Republican Gov. Gary Herbert requested the review of the state's legal commitments under Common Core in the wake of rising concerns about the benchmarks.
After Reyes presented his review at the state Capitol on Tuesday, Herbert said he hopes the review will reassure people that Utah controls its education and won't give that up to any outside interest.
"There's really some exaggerated notions out there that we find with the legal review are not true. So I would hope people would say, 'Oh, gee, I'm so relieved. I'm glad to know that is really not true," Herbert said.
He added that he's not naive about the controversy.
"If people are looking for a villain, they will continue to look whether they find one or not," he said.
Opponents of the standards said Tuesday that the review didn't satisfy their concerns.
The Common Core standards were developed in 2009 with the hope of replacing patchwork education benchmarks around the country.
They were developed by a bipartisan group of governors and state school officials and promoted by President Barack Obama's administration.
Utah adopted the standards in 2010, and all but a handful of other states signed on as well. But a conservative backlash has sprung up in Utah and across the country, with opponents calling the standards an inappropriate federal overreach.
After lawmakers, parents and others staged several protests about the standards, Herbert in July laid out a plan to address the controversy.

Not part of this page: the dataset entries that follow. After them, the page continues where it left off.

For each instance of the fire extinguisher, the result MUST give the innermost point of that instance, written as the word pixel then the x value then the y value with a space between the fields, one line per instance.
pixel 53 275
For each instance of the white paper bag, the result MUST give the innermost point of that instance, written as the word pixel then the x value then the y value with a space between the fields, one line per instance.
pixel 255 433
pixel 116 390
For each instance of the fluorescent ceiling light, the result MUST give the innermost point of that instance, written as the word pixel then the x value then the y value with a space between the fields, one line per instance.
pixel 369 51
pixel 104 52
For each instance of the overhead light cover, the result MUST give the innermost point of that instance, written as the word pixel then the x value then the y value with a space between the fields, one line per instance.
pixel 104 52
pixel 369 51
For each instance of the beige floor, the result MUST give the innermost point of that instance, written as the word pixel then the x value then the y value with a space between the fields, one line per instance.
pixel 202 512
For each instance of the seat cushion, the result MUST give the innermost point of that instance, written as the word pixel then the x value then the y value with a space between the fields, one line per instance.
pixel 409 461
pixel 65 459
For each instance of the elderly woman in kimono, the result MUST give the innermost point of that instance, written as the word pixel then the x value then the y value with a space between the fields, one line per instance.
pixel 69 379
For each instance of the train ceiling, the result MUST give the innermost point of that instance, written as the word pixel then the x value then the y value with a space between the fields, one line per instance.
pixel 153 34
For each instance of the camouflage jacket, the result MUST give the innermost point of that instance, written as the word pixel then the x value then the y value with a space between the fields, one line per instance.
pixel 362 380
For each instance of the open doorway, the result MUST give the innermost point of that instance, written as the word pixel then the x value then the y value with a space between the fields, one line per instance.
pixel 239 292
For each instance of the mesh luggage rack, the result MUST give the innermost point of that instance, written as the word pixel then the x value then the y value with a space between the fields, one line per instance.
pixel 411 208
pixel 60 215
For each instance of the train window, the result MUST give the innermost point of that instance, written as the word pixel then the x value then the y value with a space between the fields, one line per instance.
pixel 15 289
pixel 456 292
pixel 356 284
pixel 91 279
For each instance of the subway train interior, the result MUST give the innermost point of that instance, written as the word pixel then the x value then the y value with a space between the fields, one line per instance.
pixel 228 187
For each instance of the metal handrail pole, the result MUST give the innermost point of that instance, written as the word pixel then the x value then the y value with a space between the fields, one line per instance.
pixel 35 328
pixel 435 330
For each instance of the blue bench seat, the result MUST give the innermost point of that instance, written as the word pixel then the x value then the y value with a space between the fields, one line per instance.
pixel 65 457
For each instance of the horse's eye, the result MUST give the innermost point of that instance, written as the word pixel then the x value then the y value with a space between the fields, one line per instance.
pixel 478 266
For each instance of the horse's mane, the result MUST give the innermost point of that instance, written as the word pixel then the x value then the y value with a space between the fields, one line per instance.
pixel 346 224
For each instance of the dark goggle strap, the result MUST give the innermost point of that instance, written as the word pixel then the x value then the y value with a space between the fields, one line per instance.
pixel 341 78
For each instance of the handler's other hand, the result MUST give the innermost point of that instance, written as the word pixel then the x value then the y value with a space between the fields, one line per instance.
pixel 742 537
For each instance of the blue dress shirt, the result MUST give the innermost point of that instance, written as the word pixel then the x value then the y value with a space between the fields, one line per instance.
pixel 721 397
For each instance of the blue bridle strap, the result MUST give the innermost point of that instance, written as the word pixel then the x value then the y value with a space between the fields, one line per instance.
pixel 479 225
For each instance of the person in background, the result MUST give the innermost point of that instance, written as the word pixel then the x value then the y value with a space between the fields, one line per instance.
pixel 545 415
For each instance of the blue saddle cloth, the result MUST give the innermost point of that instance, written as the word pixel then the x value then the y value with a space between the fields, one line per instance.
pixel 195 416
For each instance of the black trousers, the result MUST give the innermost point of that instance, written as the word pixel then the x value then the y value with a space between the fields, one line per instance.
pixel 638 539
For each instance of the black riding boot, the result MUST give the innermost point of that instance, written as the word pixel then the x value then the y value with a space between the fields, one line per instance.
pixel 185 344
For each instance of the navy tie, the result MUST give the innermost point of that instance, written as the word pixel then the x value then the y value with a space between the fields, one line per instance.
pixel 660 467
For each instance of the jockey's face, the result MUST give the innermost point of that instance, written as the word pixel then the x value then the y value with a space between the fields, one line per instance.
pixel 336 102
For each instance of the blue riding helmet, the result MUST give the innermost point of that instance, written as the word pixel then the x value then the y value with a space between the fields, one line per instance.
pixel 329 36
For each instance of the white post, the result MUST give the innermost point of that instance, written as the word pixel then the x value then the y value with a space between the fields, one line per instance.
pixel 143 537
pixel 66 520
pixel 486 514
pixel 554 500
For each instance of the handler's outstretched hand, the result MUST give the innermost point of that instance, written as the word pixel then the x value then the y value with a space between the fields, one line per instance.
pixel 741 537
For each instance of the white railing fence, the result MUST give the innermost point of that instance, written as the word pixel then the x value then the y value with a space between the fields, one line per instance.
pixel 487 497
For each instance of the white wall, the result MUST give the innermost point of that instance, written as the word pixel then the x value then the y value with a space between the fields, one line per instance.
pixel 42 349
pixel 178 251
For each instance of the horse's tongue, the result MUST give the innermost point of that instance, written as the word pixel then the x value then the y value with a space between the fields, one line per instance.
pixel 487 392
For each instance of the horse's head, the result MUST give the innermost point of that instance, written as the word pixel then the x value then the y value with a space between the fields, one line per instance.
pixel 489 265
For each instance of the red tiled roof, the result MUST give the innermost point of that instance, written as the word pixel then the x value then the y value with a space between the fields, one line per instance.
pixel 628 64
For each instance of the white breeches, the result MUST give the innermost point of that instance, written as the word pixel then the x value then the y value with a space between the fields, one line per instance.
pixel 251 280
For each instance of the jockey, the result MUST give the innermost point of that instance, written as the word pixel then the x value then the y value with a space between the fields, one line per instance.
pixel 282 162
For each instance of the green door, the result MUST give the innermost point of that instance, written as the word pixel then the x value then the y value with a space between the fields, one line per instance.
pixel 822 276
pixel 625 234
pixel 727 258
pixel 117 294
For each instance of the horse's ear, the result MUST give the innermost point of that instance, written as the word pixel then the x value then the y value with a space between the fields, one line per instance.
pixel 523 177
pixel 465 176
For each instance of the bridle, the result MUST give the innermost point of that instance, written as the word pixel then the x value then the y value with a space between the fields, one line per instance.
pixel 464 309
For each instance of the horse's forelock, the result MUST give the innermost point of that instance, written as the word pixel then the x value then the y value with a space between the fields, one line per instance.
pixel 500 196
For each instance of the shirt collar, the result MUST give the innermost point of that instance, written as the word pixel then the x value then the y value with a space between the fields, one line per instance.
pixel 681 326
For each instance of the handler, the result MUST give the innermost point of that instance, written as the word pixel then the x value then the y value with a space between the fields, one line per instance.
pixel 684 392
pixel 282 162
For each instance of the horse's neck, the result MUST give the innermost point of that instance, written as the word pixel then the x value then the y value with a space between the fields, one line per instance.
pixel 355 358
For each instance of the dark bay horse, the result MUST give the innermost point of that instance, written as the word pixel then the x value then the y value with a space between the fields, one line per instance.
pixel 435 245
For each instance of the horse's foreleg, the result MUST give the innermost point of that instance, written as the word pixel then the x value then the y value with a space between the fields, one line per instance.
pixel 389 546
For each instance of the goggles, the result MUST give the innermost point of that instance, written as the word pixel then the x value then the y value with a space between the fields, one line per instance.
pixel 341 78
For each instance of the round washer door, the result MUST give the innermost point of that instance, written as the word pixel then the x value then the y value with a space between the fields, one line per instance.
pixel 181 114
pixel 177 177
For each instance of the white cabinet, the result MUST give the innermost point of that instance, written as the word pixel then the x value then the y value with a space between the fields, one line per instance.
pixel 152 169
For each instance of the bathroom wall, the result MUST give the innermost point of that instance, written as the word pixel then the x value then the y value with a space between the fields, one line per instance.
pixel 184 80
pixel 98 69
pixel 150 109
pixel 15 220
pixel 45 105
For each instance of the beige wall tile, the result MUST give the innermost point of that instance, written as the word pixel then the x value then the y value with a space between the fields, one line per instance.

Reyes said his office did not look at every legal aspect related to Common Core but addressed specific questions the governor posed.
Utah has not lost any authority over its standards or school curriculum, and the federal government has no control over Utah's standards, Reyes said.
He said the adoption of the standards was not illegal in any way.
Utah did not receive federal money to adopt the standards and won't lose money if they change them, Reyes said.
Oak Norton, an organizer with the group Utahns Against Common Core, said the legal review doesn't address many of his group's concerns.
"These questions are very narrow in scope and they don't paint the whole picture," Norton said.
Utahns Against Common Core argues Utah has lost local control of its standards and was coerced into adopting Common Core in order to receive federal grant money.
Norton said Utah did not review in advance how much it would cost to adopt the standards and the standards are subpar, among other issues.
"This wasn't about picking the best standards," he said. "This was about applying for federal money."
Norton said he was glad to see that the report said Utah "has been arguably coerced" into seeking a waiver from the federal No Child Left Behind law because Utah cannot meet standards under that law, which comes with "potentially drastic" penalties.
To get a waiver, Utah has to adopt standards to prepare students for college and careers, such as the Common Core standards.
Reyes said "a plausible argument exists that federal entanglement exists" with respect to the standards and the waiver, but he notes Utah adopted the standards two years before receiving its first waiver.
Without a waiver, Utah could lose flexibility in how it spends federal money, but it would not lose the money, Reyes said.
In addition to the attorney general's legal review, Herbert has created a 24-member committee of education experts to weigh in on the benchmarks.
That standards review panel met for the first time Monday and plans to release a in a few months.
The governor's office has also created a Web page to accept public comments about the standards. Herbert said Tuesday that more than 7,000 comments have been submitted and will be forwarded to the panel.